La distinction des désirs chez Epicure

Publié par NL sur 12 Août 2015, 10:40am

Catégories : #bonheur, #Epicure, #désir, #liberté

Peut-on considérer que le bonheur consiste dans la satisfaction de tous nos désirs ? Ou bien encore, que la liberté totale implique de donner libre cours à tout désir, quel qu'il soit ?

Ce n'est pas parce que nous trouvons en nous nombre de désirs insatisfaits, sentant que le bonheur implique de les satisfaire, que nous pouvons en conclure qu'il est essentiel pour être heureux de satisfaire en nous tous nos désirs. Car ces désirs, sont-ils équivalents ? Certes non, et nous le savons: certains souhaits, certaines envies nous tiennent davantage à cœur, leur satisfaction nous importe davantage. Mais ce n'est pas tout. Ce n'est pas simplement en degrés qu'il y a de la différence entre nos désirs, mais c'est aussi en nature. Il y a donc non seulement une différence de degrés entre nos désirs (certains nous important plus ou moins que d'autres), mais aussi une différence de nature entre certains de ces désirs (certains étant d'une nature différente de celle d'autres désirs).

Ainsi par exemple, mon désir de faire plaisir à un proche est plus intense que mon désir de faire plaisir à une personne que je ne connais pas ; il n'y a sans doute pas de différence entre ces désirs, si ce n'est d'intensité, c'est à dire de degrés. C'est aussi parce qu'il en va naturellement ainsi que de nombreuses morales encouragent l'amour du prochain (contrepoids de cette tendance à tirer davantage satisfaction du bien que nous faisons aux autres à mesure qu'ils sont plus proches de nous).

A l'inverse, entre l'ivrognerie, c'est à dire le désir immodéré de boire des boissons alcoolisées, et le besoin de boire un verre d'eau lorsque l'on a soif, la différence n'est pas de degrés, mais bien de nature. L'ivrogne peut sans doute sentir qu'il lui importe davantage de boire un verre de plus, que d'étancher sa soif, et donc marquer sa préférence pour son rhum préféré. Il n'importe : la différence de nature tient au fait qu'entre ce désir (de l'ivrogne) et cet autre, l'un apparaît comme un luxe (celui de l'ivrogne) quand l'autre apparaît comme tout naturel.

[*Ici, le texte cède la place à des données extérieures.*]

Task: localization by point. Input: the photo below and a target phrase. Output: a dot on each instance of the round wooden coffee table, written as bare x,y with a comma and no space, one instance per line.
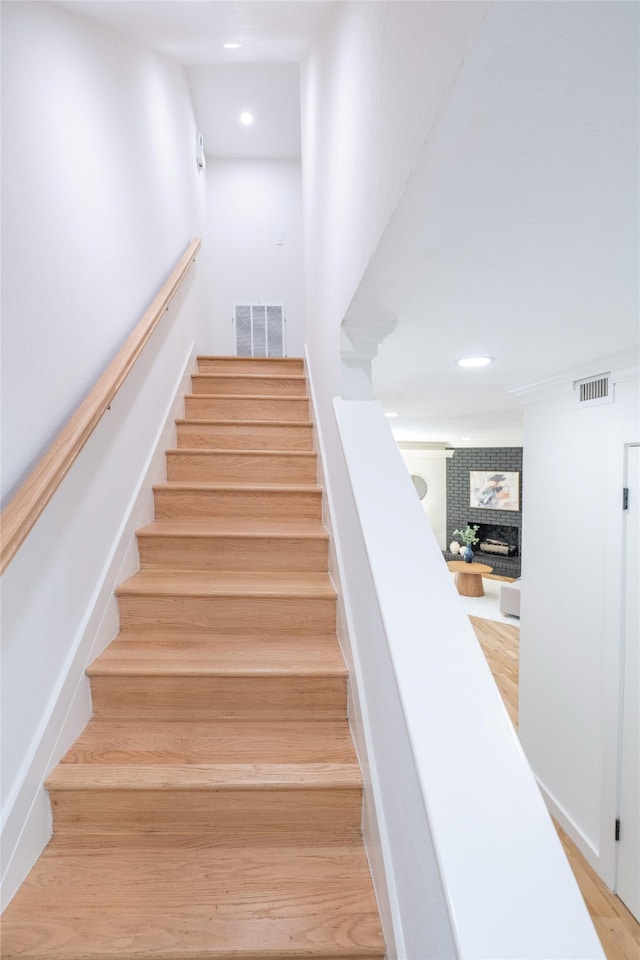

C'est cette distinction entre désirs que le philosophe grec Épicure (341-270 av. J.-C.) nous invite à faire, dans sa Lettre à Ménécée.

Il faut se rendre compte que parmi nos désirs les uns sont naturels, les autres vains, et que, parmi les désirs naturels, les uns sont nécessaires et les autres naturels seulement. Parmi les désirs nécessaires, les uns sont nécessaires pour le bonheur, les autres pour la tranquillité du corps, les autres pour la vie même. Et en effet une théorie non erronée des désirs doit rapporter tout choix et toute aversion à la santé du corps et à l'ataraxie de l'âme, puisque c'est là la perfection même de la vie heureuse.

Epicure, Lettre à Ménécée, trad. O. Hamelin, 1910

La distinction des désirs chez Epicure

ÉPICURE (341-270 av. J.C.) Né dans l'île de Samos, la décadence du monde grec après les succès d'Alexandre le Grand le pousse à prôner un repli sur la vie intérieure. Il fait l'acquisition du Jardin, près d'Athènes, en 306, où il vit entouré d'amis, loin de la vie politique.

Si la philosophie morale d’Épicure est un hédonisme (de hêdonê, en grec, "plaisir"), c'est à dire une doctrine du bonheur qui fait consister ce bonheur dans la satisfaction des plaisirs, cette épicurisme n'est pas un apologie de la jouissance et de la démesure.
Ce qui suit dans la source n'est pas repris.